1) Em média, qual é o
tempo de duração das rotas, ou seja, média horas/dias viajando?
Segundo
o entrevistado o tempo é muito relativo dependendo do destino(distância),
estrada(topografia) o agravante maior sempre é o trânsito, segundo (M) o mesmo
realiza uma média de 10 horas de viagem para São Paulo onde percorre uma
distância de 600km se não houver problemas de acidentes ou obras.
2) Na maioria das
vezes, como você consegue o frete?
Segundo
M o mesmo consegue frete na maioria das vezes através de transportadoras.
3) Como a sua família
se posiciona em relação a sua profissão?
Segundo
entrevistado de modo geral sua família deseja que o mesmo mude de profissão.
4) Costuma passar
quantos dias (média) em casa entre as viagens?
M
nos declarou que quando a carga está boa, o mesmo chega de manhã e já sai no
período da tarde, passando a noite nas estradas, nos postos e hotéis. A cada 15
dias passa o final de semana com o filho.
5) Como ocorreu a
escolha por essa profissão, o (s) motivo(s) para permanecer na profissão?
Segundo
M a escolha ocorreu por vontade própria, por admirar muitos familiares que
seguem a mesma profissão e a permanência se dá devido a renda, o entrevistado
considera que com pouco estudo em outra profissão não teria ganhos
relativamente grandes.
6) Como avalia as
condições (riscos) dessa profissão?
M
considera as condições perigosas pois trafega com um veículo com mais de 40
toneladas na maioria das vezes, e isso em rodovias obsoletas mal projetadas e
mal conservadas.
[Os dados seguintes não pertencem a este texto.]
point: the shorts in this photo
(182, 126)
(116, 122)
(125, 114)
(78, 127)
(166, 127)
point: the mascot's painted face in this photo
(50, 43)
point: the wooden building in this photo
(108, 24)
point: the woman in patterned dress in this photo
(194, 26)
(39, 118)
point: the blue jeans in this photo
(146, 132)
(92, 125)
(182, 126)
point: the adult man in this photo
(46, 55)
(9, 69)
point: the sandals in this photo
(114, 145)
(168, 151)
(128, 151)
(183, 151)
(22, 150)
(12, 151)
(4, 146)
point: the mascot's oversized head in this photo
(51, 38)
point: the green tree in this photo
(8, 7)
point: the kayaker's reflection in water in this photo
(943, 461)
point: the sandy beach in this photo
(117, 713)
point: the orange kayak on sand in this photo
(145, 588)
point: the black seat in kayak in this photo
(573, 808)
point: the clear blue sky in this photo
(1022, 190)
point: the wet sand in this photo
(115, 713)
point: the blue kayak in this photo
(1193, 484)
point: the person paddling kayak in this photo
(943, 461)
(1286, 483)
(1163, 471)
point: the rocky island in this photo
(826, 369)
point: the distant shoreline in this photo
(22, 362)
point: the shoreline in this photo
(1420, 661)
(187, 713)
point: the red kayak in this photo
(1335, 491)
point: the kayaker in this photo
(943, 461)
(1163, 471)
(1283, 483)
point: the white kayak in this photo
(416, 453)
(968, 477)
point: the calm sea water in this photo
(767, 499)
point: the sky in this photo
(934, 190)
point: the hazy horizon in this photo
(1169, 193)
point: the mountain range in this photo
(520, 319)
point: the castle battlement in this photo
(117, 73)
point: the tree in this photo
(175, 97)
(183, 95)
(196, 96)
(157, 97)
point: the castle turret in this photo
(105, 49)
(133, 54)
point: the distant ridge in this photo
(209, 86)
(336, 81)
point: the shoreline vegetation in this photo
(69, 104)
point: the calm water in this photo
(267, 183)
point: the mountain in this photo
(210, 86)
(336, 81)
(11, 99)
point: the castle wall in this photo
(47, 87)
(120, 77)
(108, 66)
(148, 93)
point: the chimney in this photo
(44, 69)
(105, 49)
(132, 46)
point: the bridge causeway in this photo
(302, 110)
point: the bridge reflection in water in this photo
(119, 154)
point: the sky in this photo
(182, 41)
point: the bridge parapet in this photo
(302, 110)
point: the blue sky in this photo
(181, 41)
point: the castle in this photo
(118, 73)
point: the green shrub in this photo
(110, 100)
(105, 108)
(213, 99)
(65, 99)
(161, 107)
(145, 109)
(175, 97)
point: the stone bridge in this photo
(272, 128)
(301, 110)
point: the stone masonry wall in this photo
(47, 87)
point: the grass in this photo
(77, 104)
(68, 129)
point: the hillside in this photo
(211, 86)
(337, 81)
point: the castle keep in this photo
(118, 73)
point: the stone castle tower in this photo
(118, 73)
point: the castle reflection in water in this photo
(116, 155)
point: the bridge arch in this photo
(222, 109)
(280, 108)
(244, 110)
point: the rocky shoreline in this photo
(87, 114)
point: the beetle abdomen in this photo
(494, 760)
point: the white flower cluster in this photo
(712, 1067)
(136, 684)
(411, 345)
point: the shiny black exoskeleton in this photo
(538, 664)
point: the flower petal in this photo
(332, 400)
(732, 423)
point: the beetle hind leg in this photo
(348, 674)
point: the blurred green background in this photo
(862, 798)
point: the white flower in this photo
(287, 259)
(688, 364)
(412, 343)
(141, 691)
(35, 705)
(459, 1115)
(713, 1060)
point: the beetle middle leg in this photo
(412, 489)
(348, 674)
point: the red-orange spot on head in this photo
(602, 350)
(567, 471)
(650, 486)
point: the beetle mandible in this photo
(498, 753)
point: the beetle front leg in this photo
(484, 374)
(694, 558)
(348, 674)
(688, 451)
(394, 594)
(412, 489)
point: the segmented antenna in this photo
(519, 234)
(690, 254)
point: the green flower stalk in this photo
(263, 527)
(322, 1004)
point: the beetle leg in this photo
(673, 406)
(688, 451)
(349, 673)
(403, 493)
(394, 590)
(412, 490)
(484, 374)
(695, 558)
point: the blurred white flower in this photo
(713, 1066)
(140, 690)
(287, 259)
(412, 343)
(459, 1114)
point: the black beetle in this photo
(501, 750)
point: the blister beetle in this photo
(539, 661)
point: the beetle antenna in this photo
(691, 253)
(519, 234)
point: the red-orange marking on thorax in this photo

As pedagiadas e principalmente as que estão sobre a tutela do
governo estão neste estado, outro fator é a violência, o entrevistado nos
relatou: “Somos assaltados a mão armada em pátio de posto, sinal de trânsito
para roubar o veículo e a carga ou quando somos apedrejados no para-brisa de noite
em viadutos e passarelas para provocar acidentes e saquear a carga e roubar os
pertences do motorista”.
7) Qual é a sua opinião
sobre a nova lei do descanso (Lei nº 12.619/12)
Relato de M em relação ao questionamento
da nova lei do descanso:
“Criar
a lei e assinar uma folha de papel é muito fácil, só que os políticos esquecem
que precisa de uma estrutura para que ela seja cumprida, não temos em nenhuma
base do pedágio um estacionamento para descanso de caminhões, ai perguntam e os
postos de combustíveis? aonde tem muito trafego os postos às 18 horas começam a
isolar o pátio com fitas zebradas e só da pernoite para o cliente que abastece,
pois não são instituição de caridade, e deve ter distinção entre autônomo e
empregado mediante horas de descanso”.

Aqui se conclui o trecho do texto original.